2. This won’t be popular but in every measurable way Livingstone won the argument over Equal Opportunities. There’s not a single mainstream politician in 2006 who believes that woman and members of BME and LGBT communities deserve unequal pay and less job security than a white heterosexual married man or who doesn’t accept that the provision of affordable childcare is an important part of helping woman back into work.
3. The beneficiaries of those ‘Looney Left’ policies make up such a significant percentage of London voters that giving Livingstone an opportunity to remind voters of Tory opposition to ‘inclusion’ would be electoral suicide. Steve Norris knows this, it’s why he distanced himself from the central party in 2000 and 2004 and how he managed to come such a strong second both times.
Any candidate who thinks Norris would have done better by debating a 20 year old decision to insist on Robertson’s removing the Golly from their jams is going to waste a lot of people’s time and money.
Over on CH Victoria claims the GLC’s demise was “unlamented“. Well I guess if you didn’t rely on a GLC salary to pay your bills that might be true but abolition meant a lot of people lost their jobs and suffered real financial hardship.
In education GLC abolition resulted in the scrapping of ILEA, the Londonwide education authority.
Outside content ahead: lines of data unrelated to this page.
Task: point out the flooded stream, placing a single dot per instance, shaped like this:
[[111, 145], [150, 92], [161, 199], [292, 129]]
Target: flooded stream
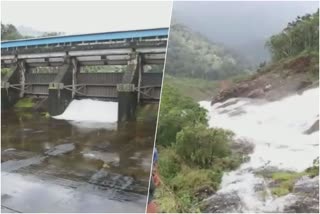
[[278, 131], [51, 165]]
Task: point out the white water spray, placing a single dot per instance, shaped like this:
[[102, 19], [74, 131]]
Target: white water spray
[[277, 131], [88, 110]]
As someone finishing their education during this period I can assure you the impact was disastrous, many of the boroughs just weren’t capable of absorbing the functions they had thrust upon them and two generations of Londoner’s have paid the price.
Many people who lived in GLC managed homes certainly lamented the much poorer quality of housing management they often encountered when their homes were transferred to the very councils they’d rejected as potential landlords.
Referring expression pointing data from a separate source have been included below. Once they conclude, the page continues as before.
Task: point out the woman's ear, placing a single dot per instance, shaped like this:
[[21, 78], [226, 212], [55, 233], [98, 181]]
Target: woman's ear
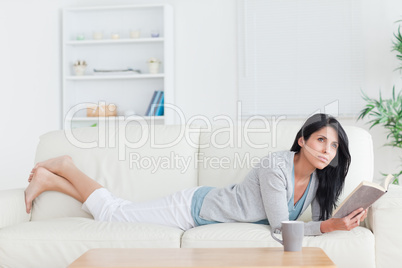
[[300, 141]]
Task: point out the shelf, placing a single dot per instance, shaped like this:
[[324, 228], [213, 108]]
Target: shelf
[[119, 7], [117, 118], [114, 77], [114, 41]]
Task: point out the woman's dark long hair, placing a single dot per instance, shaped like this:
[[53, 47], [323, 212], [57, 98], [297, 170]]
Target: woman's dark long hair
[[331, 179]]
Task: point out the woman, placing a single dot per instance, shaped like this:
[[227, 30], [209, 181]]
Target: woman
[[313, 171]]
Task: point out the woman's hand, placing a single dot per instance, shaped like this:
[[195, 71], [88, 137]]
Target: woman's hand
[[346, 223]]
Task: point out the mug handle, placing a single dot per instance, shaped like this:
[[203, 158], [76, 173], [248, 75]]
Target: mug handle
[[274, 237]]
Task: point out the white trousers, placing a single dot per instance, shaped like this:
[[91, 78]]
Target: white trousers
[[173, 210]]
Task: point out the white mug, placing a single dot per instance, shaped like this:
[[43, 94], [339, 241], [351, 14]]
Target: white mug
[[292, 235]]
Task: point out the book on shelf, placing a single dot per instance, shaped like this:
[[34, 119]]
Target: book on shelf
[[157, 104], [160, 107], [363, 196], [156, 98], [128, 71]]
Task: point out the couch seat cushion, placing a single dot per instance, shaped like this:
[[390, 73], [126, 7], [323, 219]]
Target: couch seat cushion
[[58, 242], [346, 249]]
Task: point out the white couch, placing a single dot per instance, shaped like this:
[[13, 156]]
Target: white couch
[[58, 231]]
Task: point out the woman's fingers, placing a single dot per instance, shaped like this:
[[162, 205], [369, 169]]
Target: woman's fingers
[[354, 213]]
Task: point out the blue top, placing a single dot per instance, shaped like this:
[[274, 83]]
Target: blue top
[[199, 195]]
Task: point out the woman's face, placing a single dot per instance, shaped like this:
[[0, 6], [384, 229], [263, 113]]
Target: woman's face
[[321, 147]]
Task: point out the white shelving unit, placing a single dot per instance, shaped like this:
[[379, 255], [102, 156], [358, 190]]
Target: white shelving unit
[[127, 91]]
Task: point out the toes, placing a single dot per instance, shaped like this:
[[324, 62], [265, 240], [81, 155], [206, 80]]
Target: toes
[[28, 205]]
So, whilst it may have been unpopular with many Tories, the GLC had a positive daily impact on the lives of millions of Londoners who held it in high esteem. The eventual candidate has to avoid debating issues from ancient history in which the Tories were long ago cast as the bad guys.
Finding a Credible Candidate
When I listen to activists in any party discuss who should stand for various elections I often want to weep in despair. Just because old Maurice has been a good local party chair who runs the meetings well and always brings a packet of hobnobs to share, it doesn’t mean he has what it takes to front a high profile campaign.
Reading some comments on sites such as Iain Dale’s and CH it’s clear a lot of Tory activists underestimate the challenge of unseating Ken Livingstone. I know many Tories hate him but the inescapable truth is that he’s a formidable political operator who owes much of his reputation and surrounding myth to their own party.
It was abolition of the GLC which meant Ken never outstayed his welcome in the 1980’s. He will forever more be able to tell how Baroness Thatcher so feared him she abolished his job. The truth of the claim isn’t important, it’s how history has been written.
In 2000, fueled by that myth, he overcame the best efforts of the New Labour election machine and demolished Frank Dobson’s campaign. Twice he managed to beat Steve Norris, no slouch himself when it comes to campaigning. Then in 2004 the larger than life personalities of both Norris and Livingstone pushed the LibDem’s equally well known Simon Hughes into an uncomfortable third place.
So it’s clear that the next Conservative candidate needs to be as charismatic, media savvy and as well known as Livingstone if they’re to have any realistic chance of winning. The party needs to put forward a candidate who goes down well on the inner city estates and looks and sounds as if they understand the problems faced by the majority of Londoners who don’t live in expensive, low crime areas. Some real world experience (i.e. at the sharp end) in crime fighting, social housing, or poverty reduction would be nice too.
It’s not going to be enough to simply attack Ken for being “smug“. That’s never stopped people voting for him before and it won’t stop them in 2008.
I think a lot of Tories believe London will just fall into their laps if they wait long enough. It won’t, if the party genuinely wants to take the Mayoralty from Ken they’re going to have to work hard for it.